Is America’s Interest Rate Cut a Cleanup of the Trade Dispute Mess?

The dark clouds of trade friction have pushed the central banks of the leading countries toward monetary relaxation. With limited room for policy maneuver, the tactics of U.S. President Donald Trump – fanning discord while increasing pressure for relaxation – are simply inflicting unnecessary risks on the world economy.

Last week, America decided to lower interest rates for the first time in about half a decade. Jerome Powell, the chairman of the Federal Reserve, explained that he was aiming for “insurance” against the risks posed by weakening growth in the global economy and uncertainty surrounding trade.

The American economy is more or less satisfactory, but the inflation rate is falling short of targets, and this is a preventive move in anticipation of future events. It is said not to be the beginning of continuous interest rate decreases.

This week’s decision throws into relief the distress of the Fed as it is yanked around by Trump.

First, the uncertainty over trade is a consequence of Trump’s protectionist policies. The Sino-American dispute still lacks a safe landing ground and is the source of the opacity in the global economy.

Furthermore, Trump baldly pressured Powell to lower interest rates while dangling his dismissal before him. The Fed has a strong degree of independence, but the government has ways to influence it, for instance through personnel decisions.

At a press conference after the rate lowering, Powell stated that “political considerations play no role whatsoever” and evaluated only the impact of trade on the economy, refraining from criticizing policy. Considering his position, he might have had no choice but to say this.

Meanwhile, Trump felt that rates were not lowered enough, tweeting, “As usual, Powell let us down.”

The following day, he announced that the fourth battery of additional duties on China would take effect in September.

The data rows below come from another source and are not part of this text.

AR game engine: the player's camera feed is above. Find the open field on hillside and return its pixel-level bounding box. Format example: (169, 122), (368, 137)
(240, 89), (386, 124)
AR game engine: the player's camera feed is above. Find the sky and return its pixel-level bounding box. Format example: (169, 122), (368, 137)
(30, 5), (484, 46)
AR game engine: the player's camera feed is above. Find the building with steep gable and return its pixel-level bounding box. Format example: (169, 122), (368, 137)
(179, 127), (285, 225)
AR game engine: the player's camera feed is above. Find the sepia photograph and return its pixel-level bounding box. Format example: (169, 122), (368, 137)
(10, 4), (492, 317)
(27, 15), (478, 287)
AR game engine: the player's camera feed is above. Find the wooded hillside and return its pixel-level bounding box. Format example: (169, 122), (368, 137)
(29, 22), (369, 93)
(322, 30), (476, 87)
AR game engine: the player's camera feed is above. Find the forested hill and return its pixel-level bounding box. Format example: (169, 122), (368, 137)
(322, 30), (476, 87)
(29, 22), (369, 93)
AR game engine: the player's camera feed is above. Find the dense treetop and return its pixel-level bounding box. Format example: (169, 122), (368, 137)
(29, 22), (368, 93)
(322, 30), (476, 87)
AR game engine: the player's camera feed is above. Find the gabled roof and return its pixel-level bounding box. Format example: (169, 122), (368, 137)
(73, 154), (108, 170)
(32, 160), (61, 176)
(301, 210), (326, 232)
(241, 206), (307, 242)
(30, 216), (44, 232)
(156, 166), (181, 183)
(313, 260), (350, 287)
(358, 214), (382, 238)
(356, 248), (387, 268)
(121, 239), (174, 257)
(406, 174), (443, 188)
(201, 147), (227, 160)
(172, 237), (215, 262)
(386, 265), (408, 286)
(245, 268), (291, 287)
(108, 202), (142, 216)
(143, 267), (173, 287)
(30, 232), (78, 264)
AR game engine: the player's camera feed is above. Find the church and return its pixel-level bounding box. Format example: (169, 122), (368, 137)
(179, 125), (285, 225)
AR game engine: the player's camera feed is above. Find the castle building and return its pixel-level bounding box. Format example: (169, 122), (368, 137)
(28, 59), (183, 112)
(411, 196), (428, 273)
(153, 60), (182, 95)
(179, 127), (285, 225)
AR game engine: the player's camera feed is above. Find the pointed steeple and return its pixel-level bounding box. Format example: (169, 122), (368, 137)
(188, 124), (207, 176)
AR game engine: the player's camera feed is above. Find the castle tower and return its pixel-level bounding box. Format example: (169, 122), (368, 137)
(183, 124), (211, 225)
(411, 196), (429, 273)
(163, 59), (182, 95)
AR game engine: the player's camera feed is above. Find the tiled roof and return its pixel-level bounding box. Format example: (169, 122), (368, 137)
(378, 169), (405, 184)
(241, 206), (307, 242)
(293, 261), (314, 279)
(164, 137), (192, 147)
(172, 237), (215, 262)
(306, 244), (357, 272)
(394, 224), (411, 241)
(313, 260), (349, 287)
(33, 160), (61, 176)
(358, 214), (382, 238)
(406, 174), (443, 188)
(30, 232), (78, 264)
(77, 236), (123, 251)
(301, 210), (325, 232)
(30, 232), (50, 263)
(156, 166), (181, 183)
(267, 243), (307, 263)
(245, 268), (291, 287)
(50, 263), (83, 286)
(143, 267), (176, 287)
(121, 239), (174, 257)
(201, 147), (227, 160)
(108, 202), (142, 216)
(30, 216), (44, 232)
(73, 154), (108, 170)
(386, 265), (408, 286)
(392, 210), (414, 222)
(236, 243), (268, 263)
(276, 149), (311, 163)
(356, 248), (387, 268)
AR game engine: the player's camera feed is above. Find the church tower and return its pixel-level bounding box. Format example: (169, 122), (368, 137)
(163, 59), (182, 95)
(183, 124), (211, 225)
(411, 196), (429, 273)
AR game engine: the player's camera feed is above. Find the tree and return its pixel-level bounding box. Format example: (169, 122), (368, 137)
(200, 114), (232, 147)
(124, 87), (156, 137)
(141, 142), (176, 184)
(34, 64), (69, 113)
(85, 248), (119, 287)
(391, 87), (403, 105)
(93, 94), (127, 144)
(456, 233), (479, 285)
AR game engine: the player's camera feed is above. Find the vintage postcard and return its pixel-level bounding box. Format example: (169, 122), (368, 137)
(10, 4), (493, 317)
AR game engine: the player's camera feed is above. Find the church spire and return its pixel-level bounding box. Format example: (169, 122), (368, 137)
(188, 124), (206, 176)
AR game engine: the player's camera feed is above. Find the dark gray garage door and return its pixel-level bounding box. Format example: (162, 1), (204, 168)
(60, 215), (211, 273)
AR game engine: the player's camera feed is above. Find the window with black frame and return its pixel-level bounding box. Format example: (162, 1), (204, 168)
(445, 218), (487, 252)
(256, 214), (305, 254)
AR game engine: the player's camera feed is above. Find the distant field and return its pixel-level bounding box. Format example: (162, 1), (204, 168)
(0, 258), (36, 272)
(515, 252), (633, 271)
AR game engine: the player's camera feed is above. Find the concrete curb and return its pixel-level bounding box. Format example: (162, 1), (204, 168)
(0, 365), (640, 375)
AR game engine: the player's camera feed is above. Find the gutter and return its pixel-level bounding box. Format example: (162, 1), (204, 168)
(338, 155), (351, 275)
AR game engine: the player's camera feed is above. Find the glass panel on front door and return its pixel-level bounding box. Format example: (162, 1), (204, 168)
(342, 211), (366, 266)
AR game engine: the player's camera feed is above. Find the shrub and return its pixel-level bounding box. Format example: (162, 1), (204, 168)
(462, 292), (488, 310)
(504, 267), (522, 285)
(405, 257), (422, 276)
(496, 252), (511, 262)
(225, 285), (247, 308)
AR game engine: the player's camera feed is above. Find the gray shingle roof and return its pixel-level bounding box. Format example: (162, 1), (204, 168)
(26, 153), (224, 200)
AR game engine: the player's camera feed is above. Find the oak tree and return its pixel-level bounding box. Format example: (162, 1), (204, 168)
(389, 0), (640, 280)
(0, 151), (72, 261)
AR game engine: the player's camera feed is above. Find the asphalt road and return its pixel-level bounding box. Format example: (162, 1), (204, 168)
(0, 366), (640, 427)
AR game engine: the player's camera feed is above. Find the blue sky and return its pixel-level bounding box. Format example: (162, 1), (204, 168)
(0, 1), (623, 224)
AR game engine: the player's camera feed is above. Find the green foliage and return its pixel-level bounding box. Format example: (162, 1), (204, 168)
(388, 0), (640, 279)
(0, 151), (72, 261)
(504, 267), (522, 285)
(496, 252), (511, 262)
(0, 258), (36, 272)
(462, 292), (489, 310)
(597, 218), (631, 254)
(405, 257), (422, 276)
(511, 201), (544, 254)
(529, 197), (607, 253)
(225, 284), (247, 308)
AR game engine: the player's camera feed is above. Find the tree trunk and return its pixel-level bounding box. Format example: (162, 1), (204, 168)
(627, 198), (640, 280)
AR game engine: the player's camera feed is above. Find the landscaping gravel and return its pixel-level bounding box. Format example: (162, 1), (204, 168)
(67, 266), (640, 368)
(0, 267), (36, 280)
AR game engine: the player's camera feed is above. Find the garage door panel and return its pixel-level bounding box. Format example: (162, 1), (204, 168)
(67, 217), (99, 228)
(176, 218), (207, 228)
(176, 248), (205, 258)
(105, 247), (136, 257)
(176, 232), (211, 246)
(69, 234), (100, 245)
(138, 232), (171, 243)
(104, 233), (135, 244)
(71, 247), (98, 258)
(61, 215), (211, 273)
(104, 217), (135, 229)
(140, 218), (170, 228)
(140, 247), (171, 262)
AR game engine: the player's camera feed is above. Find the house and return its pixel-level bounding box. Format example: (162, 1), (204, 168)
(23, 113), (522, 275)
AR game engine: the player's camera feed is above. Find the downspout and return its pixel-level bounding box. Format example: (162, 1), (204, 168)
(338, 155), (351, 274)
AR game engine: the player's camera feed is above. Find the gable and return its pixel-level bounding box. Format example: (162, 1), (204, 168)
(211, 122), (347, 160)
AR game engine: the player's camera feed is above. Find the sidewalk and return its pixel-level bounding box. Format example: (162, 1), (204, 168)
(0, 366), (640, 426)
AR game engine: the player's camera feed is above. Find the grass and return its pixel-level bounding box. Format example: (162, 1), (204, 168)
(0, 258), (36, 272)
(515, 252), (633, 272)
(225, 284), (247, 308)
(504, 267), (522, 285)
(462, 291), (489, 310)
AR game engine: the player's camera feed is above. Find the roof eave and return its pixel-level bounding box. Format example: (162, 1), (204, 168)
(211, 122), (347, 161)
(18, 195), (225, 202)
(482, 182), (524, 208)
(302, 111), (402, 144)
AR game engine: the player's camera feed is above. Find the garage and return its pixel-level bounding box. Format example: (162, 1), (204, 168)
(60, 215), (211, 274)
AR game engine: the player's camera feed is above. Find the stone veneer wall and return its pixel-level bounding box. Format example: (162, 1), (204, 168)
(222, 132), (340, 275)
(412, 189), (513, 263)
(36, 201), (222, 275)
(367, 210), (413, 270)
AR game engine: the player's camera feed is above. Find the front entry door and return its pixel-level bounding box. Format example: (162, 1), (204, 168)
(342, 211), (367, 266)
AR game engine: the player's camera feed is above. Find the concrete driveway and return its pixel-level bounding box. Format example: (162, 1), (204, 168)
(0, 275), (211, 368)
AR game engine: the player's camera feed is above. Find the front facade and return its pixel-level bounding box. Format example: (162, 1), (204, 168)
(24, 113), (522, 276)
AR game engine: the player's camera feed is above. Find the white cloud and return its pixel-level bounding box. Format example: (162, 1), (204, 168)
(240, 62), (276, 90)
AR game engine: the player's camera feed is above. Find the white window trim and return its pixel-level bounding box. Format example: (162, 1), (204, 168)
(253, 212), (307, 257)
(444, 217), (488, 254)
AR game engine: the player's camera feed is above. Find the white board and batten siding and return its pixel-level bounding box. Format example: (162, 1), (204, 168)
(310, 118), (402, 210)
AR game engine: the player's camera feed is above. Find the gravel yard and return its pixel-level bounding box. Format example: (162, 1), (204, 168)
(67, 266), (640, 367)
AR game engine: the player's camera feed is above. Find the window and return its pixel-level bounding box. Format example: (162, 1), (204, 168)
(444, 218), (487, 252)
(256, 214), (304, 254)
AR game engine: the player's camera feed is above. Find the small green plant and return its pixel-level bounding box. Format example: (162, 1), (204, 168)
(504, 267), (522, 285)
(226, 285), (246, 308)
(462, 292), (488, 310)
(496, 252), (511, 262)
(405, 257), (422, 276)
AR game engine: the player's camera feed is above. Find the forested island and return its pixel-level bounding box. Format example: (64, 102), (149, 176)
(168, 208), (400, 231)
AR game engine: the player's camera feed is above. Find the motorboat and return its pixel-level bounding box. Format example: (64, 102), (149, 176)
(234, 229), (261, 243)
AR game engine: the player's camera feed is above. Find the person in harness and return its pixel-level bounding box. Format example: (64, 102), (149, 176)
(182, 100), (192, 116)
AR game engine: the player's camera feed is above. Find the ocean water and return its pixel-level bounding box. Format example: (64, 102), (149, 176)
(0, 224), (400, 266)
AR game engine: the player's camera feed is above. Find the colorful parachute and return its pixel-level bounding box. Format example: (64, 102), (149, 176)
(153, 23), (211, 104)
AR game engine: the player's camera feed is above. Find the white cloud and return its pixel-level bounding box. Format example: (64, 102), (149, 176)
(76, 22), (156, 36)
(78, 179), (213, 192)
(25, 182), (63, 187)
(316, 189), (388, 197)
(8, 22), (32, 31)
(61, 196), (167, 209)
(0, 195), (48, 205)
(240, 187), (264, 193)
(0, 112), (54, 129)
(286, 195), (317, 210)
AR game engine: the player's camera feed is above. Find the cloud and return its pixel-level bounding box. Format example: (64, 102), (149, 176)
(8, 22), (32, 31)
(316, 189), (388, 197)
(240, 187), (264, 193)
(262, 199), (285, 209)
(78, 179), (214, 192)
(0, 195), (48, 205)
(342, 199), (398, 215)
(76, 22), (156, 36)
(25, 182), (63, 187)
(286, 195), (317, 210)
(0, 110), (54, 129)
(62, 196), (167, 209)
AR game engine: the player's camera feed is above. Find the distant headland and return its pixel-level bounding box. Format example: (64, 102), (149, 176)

Stocks plunged deeply in financial markets, and the yen continued to strengthen against the dollar to avoid risk.

Whatever the reason might be, as a support for the economy and prices, this interest rate lowering has a certain meaning. On the other hand, the American stock market seems overheated – prices hit a record high in July. If you include corporate debt, the fear that financial uncertainty will increase cannot be rejected, along with the fear that the cleanup of the trade dispute mess is a steep tab to pay.

It is not only the Fed that is under pressure to respond. In July, the European Central Bank’s governing council hinted at a rate drop in the near future. Factor in the Sino-American trade dispute, and the environment is ripe for the yen to continue strengthening.

At the Bank of Japan’s financial policy determination meeting last week, the bank explained that it “would not hesitate to take additional financial relaxation measures,” in case the possibility increased that forces aimed at stabilizing prices were damaged, thereby covering itself.

But in reality, is there anything we can do if the economy worsens and the yen keeps strengthening? We must hurry with our discussions of the advantages and drawbacks of the policies we could take.